Dr. Diana Wells has been president of Ashoka, a global organization dedicated to supporting and advancing social entrepreneurship in more than 80 countries, since 2007.
Diana began her work at Ashoka after graduating from Brown University (1988) and created one of the organization’s core programs: a network through which social entrepreneurs can share ideas and learn from one another. She took a leave from Ashoka to earn a Ph.D. in anthropology at New York University (2000). Her ethnographic research focused on understanding how social change happens as a local articulation of a global social movement and resulted in her dissertation: Between the Difference: The Emergence of a Cross Ethnic Women’s Movement in Trinidad and Tobago. She returned to her work at Ashoka to lead the organization’s geographic expansion as a global social movement and developed a widely-used and respected tool to measure the impact of social entrepreneurship.
Diana has been named both a Fulbright and a Woodrow Wilson scholar, is a trustee of Brown University, is on the Advisory Board for the Center for the Advancement of Social Entrepreneurship (CASE) at Duke University’s Fuqua School of Business. She previously served on the Board of GuideStar International. She has taught anthropology at Georgetown University and has authored and edited numerous journal and book publications including two compilations on social movements in the United States.
Diana has received a number of national awards for her work. In 2012, the Brown Alumni Association presented her with the William Rogers Award, its highest honor, George Mason University awarded her their inaugural Social Innovation Champion in 2011, and in 2007 Diana was celebrated as one of 10 winners of the first annual Women to Watch award, by Running Start, a Washington, DC based organization that empowers young women to be political leaders.
Keynote Speaker Videos
Saturday, February 17
The events below are reserved for alumnae registered for the conference and students in Coll 115.

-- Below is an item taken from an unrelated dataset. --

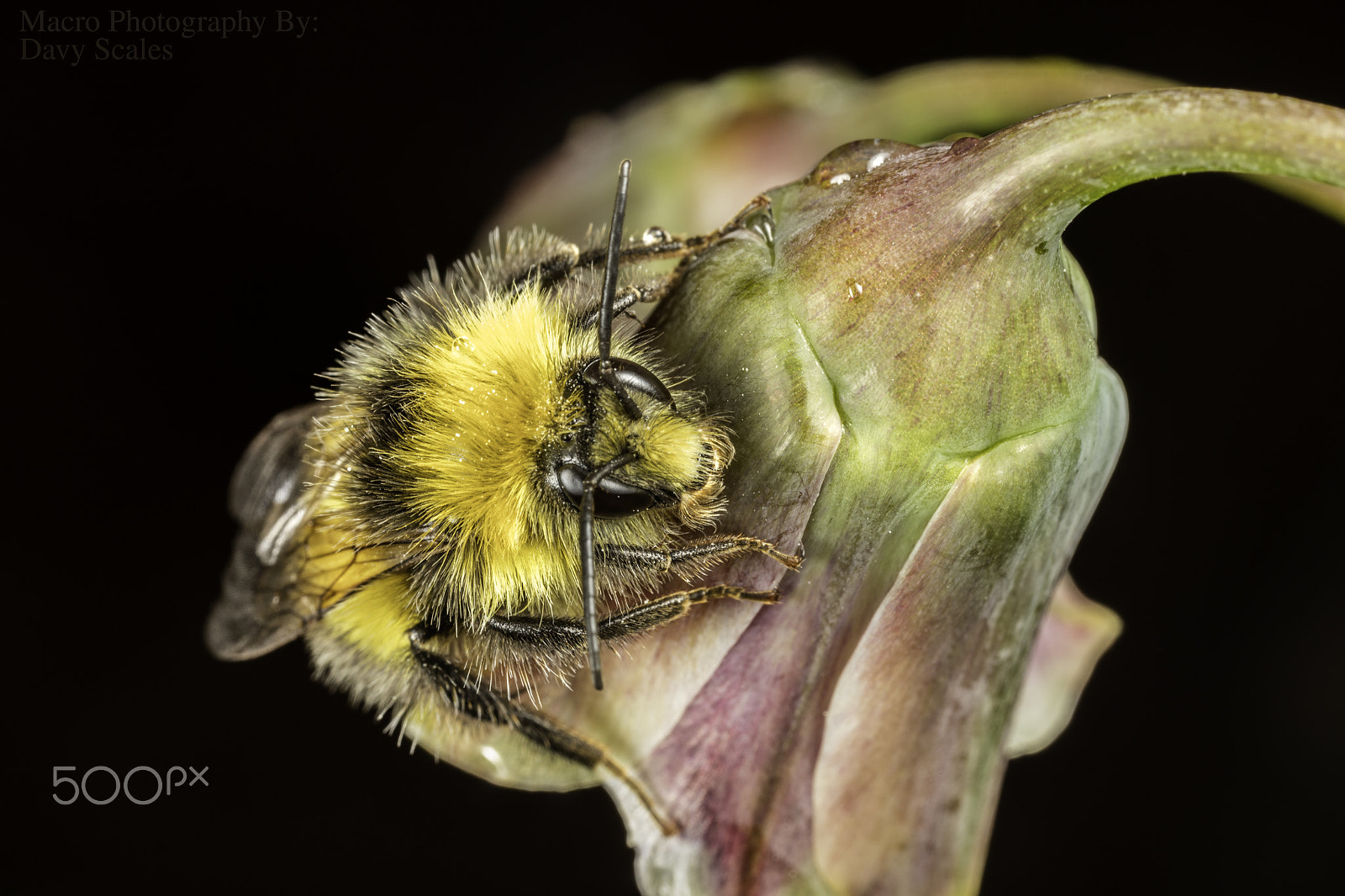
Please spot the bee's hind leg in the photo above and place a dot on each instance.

9 – 10:30 am: Change-making on the Ground - Challenges and Impact
Each panel will have representatives from 3-4 organizations, from the Global North and the Global South
The panelists lay out the goals for and impact of their organizations. They discuss the contexts in which they are operating (the constraints within which they are working: which factors are given constraints, which factors could they modify, which public policy were most helpful, which ones were missing); they explore the challenges and constraints they had to navigate and the key lessons they learned; they identify the most important collaborators and allies and the factors that took them the furthest in achieving their goals.